3 Reaktionen zu “Wir Möchtegern-Römer: Die FAS vom 27. 1. 2008”

  1. Cobalt

    paco, in großen und ganzen gebe ich dir leider nicht recht – ich fand diese FAS insgesamt eher fad
    ausgenommen die artikel über die o. g. ausstellung (ich als rome fan *hehe*) und den aufmacher von J.A. – und beim lesen hatte ich exakt die selben gedanken wie du – großartiges ende – den clip hab ich mir auch gleich mal bei youtube angeschaut – wenn man den sieht, kann man sich des eindrucks nicht erwehren, daß es sich dabei um ein stück tv-historie handelt (auch wenn es vielleicht noch die wenigsten kennen)
    ich hoffe jedenfalls auf eine bessere FAS am nächsten sonntag

  2. Dique

    Ich bin hier mit Paco und fand diese FAS auch ganz prima. Neben den erwähnten Artikeln, Romausstellung, Céline, Cruise, etc., gab es auch in den anderen Büchern prima Artikel oder auch schöne Bilder, so wie die kleine Fotostrecke aus dem italienischen Parlament auf Seite 11, köstlich, so köstlich wie japanisches Essen.
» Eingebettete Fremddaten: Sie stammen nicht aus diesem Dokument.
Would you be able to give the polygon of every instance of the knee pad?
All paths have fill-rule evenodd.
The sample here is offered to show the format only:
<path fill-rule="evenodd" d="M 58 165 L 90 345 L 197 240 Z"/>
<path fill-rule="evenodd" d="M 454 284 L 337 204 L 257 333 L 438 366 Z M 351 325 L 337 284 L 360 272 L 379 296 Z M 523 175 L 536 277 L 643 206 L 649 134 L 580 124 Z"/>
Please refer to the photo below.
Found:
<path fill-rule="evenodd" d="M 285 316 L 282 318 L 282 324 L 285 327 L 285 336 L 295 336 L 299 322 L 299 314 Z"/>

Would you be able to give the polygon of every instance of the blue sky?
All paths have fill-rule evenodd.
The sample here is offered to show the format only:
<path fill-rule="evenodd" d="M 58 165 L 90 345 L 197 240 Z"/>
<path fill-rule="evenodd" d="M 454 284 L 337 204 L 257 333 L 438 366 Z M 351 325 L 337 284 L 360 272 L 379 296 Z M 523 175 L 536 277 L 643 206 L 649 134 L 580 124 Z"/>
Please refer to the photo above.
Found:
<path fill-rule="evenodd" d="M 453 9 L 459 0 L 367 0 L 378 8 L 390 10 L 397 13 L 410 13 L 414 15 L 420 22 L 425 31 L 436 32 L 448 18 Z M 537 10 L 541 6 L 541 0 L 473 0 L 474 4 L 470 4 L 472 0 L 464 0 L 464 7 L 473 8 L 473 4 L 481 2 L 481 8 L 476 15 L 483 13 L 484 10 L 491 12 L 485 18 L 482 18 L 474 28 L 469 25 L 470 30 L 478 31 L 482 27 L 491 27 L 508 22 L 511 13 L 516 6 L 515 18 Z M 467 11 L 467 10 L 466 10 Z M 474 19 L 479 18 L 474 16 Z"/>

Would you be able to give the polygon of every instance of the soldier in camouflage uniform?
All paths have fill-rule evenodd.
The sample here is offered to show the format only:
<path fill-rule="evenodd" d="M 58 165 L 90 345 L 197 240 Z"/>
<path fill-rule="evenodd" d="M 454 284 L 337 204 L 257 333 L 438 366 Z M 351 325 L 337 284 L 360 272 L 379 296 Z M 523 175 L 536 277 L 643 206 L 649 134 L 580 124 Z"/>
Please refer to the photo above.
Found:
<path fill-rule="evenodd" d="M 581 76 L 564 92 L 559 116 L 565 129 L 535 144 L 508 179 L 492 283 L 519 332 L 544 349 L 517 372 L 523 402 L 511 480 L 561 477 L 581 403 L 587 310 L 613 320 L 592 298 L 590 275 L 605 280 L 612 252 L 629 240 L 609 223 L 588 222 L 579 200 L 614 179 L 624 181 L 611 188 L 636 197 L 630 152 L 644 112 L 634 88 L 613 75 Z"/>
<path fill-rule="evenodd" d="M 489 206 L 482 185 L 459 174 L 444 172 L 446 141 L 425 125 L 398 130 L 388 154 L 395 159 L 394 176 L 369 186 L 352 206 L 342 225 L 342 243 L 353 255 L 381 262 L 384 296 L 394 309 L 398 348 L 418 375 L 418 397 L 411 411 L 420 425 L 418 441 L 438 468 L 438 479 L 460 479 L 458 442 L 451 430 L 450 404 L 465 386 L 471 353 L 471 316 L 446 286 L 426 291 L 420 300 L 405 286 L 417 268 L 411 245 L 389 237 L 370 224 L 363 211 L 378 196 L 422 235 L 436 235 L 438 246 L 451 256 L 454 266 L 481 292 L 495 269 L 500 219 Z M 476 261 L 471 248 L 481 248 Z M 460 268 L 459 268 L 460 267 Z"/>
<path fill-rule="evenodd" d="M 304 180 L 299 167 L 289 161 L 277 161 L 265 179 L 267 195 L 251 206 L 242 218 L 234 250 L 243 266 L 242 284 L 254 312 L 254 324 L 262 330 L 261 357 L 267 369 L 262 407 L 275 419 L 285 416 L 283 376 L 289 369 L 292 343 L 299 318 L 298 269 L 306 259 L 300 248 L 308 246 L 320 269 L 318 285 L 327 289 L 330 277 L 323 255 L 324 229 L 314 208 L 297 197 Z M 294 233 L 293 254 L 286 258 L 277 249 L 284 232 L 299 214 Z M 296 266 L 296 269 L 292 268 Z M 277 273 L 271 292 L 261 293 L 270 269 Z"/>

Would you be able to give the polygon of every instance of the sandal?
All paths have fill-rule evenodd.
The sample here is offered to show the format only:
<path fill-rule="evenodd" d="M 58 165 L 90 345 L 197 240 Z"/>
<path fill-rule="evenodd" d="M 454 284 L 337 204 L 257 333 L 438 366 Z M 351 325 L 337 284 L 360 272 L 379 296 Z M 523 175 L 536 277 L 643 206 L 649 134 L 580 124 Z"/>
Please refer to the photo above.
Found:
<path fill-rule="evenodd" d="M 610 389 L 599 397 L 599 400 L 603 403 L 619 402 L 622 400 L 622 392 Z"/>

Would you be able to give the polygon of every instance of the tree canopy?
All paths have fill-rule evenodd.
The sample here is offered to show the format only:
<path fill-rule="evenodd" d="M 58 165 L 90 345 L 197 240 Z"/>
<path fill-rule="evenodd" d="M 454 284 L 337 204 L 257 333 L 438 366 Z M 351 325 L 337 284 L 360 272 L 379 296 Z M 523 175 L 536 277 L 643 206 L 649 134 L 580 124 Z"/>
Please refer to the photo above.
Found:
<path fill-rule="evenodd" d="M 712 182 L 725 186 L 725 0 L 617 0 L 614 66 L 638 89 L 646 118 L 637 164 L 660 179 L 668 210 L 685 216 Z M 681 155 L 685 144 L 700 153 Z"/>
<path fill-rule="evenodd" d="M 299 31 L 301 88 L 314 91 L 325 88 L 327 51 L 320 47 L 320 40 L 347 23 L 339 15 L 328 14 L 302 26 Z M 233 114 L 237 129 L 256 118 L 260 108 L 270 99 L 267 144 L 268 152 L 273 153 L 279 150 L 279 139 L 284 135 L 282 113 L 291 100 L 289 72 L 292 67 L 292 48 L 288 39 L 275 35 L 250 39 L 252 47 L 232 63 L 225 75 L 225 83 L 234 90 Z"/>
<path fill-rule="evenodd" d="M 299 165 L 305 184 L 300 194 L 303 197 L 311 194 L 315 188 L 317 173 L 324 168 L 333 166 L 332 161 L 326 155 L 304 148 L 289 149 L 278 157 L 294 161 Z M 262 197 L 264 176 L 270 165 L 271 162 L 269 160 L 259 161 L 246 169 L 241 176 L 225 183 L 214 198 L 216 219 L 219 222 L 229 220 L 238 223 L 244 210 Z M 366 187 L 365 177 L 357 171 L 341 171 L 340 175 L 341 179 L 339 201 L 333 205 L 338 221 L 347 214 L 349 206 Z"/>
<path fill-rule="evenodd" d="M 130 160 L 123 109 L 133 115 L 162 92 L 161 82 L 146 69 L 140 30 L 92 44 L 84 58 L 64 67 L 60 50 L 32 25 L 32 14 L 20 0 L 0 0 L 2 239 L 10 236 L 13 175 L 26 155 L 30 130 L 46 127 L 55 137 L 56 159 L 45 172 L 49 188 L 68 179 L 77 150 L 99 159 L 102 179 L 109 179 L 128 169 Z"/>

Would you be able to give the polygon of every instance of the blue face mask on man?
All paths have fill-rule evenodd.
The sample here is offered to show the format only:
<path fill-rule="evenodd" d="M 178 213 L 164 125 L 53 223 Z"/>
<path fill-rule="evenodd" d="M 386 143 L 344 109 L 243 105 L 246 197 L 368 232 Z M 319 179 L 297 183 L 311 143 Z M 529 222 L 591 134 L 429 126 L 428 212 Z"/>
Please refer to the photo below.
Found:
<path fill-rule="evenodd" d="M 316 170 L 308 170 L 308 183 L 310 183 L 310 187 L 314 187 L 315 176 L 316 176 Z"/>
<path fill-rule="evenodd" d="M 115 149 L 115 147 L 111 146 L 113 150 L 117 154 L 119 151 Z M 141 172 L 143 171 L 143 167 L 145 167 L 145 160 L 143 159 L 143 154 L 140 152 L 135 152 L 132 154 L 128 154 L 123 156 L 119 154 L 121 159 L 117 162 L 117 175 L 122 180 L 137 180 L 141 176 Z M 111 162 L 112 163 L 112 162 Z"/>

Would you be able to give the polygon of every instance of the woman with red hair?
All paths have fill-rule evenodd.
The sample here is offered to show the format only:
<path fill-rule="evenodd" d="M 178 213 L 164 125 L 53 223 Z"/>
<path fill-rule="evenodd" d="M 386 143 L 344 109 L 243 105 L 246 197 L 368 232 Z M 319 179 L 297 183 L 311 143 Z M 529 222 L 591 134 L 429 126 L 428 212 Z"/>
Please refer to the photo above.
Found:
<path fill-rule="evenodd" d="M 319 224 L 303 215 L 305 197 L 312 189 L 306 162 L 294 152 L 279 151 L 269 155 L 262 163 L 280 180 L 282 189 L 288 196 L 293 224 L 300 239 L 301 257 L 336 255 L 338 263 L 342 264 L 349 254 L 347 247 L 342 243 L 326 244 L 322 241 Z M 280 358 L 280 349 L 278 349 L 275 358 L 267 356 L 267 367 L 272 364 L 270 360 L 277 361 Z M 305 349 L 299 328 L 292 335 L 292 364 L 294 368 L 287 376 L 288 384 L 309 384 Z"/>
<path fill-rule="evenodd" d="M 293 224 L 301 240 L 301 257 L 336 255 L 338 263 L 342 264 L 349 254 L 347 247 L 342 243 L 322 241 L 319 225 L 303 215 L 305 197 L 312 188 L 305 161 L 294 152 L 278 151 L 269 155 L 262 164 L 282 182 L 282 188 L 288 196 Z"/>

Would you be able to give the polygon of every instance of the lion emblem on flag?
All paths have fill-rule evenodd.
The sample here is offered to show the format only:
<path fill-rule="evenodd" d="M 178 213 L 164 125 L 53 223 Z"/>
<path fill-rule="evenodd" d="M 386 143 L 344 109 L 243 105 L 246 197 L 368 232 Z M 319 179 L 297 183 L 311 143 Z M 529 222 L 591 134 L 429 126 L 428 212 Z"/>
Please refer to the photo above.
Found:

    In dem Artikel (S. 3) darüber stehen dann solche Sätze wie „… die nach dem gleichen Rezept Nahrungsmittel in Papier verpackt ausgeben, das die Kunden mit den Fingern zu sich nehmen, die sie dann ablecken wie die Katzen.“ Sehr lustig, lecken sich die Finger wie die Katzen, hier allerdings nicht nach wunderbaren japanischen Spezialitäten, sondern nach dem Essen von „Makku“ wie McDonalds Restaurants dort genannt werden.
    Auch die Japaner werden also immer fetter, und dabei erinnere ich mich gern an den Chicken Teriyaki Burger den ich dereinst bei „Makku“ verspeiste. Bei Starbucks gibt es in Japan übrigens neben Caffè Latte auch Matcha Latte, Matcha ist der grüner Pulvertee, … zumindest den Teriyaki Burger kann ich empfehlen.

  3. Willi Quenzel

    dieser Lektürestil gefällt mir. Da einen Brocken gut und bekömmlich finden, dort eher eine etwas gelangweilte Reaktion zeigen, hehe– auch nicht gerade das Gelbe-es ist o.k. Das arme Schwein hatte keinen guten Tag. – Aber nie ernsthaft böse werden, wozu? Es ist ja alles nur Zeitung, Wegwerfpapier. Doch schön, wenn ab und zu etwas Nettes oder Originelles drin steht.
    Die Hoffnungen niedriger hängen, sagt sich der Umblätterer. Wenn in jedem Blättchen wenigstens ab und zu ein witziger Gedanke, eine Formulierung, die man sich merken will, steht.. dann lass es mal gut sein. Was will man mehr?